The PRO Act Could Be a Game Changer for Academic Labor Organizing

For decades, academic workers have been subjected to both rising austerity and legal blockages to their organizing efforts. The PRO Act would allow them to fight back.

The PRO Act can tilt the balance of power away from university administrations and toward academic workers. (Jeswin Thomas / Unsplash)


Over the past few decades, both public and private universities have increasingly relied on austerity to shore up budgets, threatening job security and working conditions for academic workers across ranks. Job expectations for graduate students and postdocs have increased, while future prospects dwindle. Adjunct faculty and faculty not seeking tenure have been forced to accept higher teaching loads for lower wages and minuscule benefits. Even tenured faculty — those who have “made it” — find themselves squeezed for productivity, with teaching and service expectations rising while program and salary cuts threaten job security.

Throughout this big squeeze, academics have increasingly realized that their teaching and research labor produces value far beyond the wages and benefits they take home. This surplus is gobbled up by their officially not-for-profit institutions, then regurgitated largely in the forms of real estate speculation and six- or even seven-figure salaries for an ever-expanding class of administrators. In particular, graduate student workers across the country — forced into dual status as both students and workers, but whose teaching and research labor makes universities run — have recognized their vulnerability to exploitation based on real and perceived threats to career advancement for refusing to enthusiastically participate in an industry that piles on arbitrary labor while giving little in return.

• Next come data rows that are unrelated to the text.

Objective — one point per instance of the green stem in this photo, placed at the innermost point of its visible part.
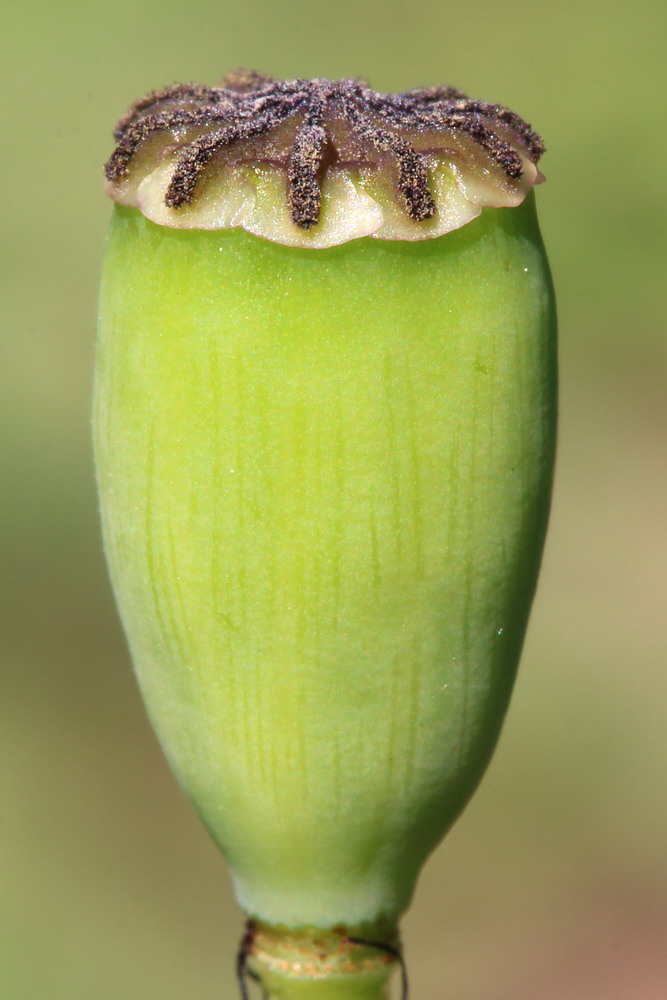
(360, 986)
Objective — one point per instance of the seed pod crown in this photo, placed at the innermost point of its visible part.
(315, 163)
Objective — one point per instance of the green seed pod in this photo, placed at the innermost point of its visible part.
(324, 428)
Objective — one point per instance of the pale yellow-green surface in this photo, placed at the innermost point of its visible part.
(553, 884)
(324, 479)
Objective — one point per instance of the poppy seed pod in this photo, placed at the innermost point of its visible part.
(324, 431)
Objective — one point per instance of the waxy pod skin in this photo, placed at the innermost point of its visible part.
(324, 432)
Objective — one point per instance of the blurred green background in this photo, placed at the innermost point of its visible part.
(553, 886)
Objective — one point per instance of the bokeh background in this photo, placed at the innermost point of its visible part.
(553, 886)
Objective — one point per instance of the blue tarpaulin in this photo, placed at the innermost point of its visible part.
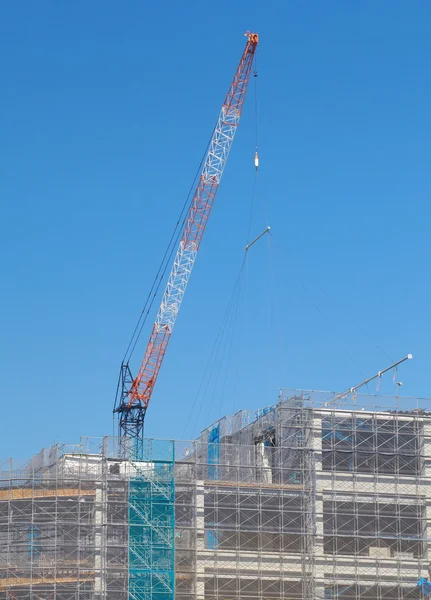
(425, 585)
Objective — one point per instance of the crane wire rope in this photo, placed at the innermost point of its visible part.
(209, 368)
(253, 195)
(319, 287)
(161, 272)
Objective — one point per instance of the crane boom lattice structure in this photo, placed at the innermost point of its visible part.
(134, 400)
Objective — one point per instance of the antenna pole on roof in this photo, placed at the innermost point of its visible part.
(352, 390)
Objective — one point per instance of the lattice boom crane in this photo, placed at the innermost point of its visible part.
(133, 402)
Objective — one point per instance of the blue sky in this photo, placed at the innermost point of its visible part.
(106, 110)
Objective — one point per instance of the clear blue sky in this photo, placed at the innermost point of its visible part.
(106, 109)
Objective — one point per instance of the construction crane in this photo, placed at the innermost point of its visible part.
(134, 394)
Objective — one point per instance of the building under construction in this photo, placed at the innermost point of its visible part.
(301, 500)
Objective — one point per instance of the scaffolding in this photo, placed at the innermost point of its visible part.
(302, 500)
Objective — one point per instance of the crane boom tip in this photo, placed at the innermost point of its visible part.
(253, 37)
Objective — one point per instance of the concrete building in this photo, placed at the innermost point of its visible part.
(301, 500)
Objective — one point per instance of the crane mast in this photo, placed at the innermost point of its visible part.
(132, 402)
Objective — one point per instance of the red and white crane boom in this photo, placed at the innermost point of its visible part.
(134, 402)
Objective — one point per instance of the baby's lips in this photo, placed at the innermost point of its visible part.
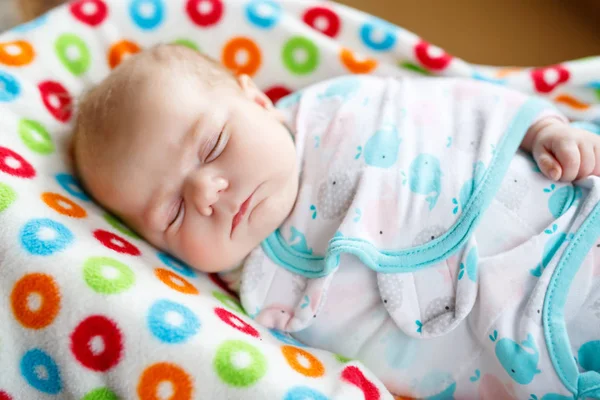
(547, 78)
(432, 57)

In 2016, for the third time in less than two decades, the National Labor Relations Board (NLRB) decided to recognize graduate student workers at Columbia University as employees, flipping the status of workers at private universities from “just students” to “student-employees with collective bargaining rights,” an encouraging development for organizers across the country. Ongoing organizing efforts faced serious challenges during the Trump administration, with organizers fighting to keep drives alive while the anti-union Trump NLRB made explicit threats to the rights of private university graduate workers to join unions, at the same time giving universities cover to deny free and fair union recognition elections by effectively cutting workers off from the NLRB election process.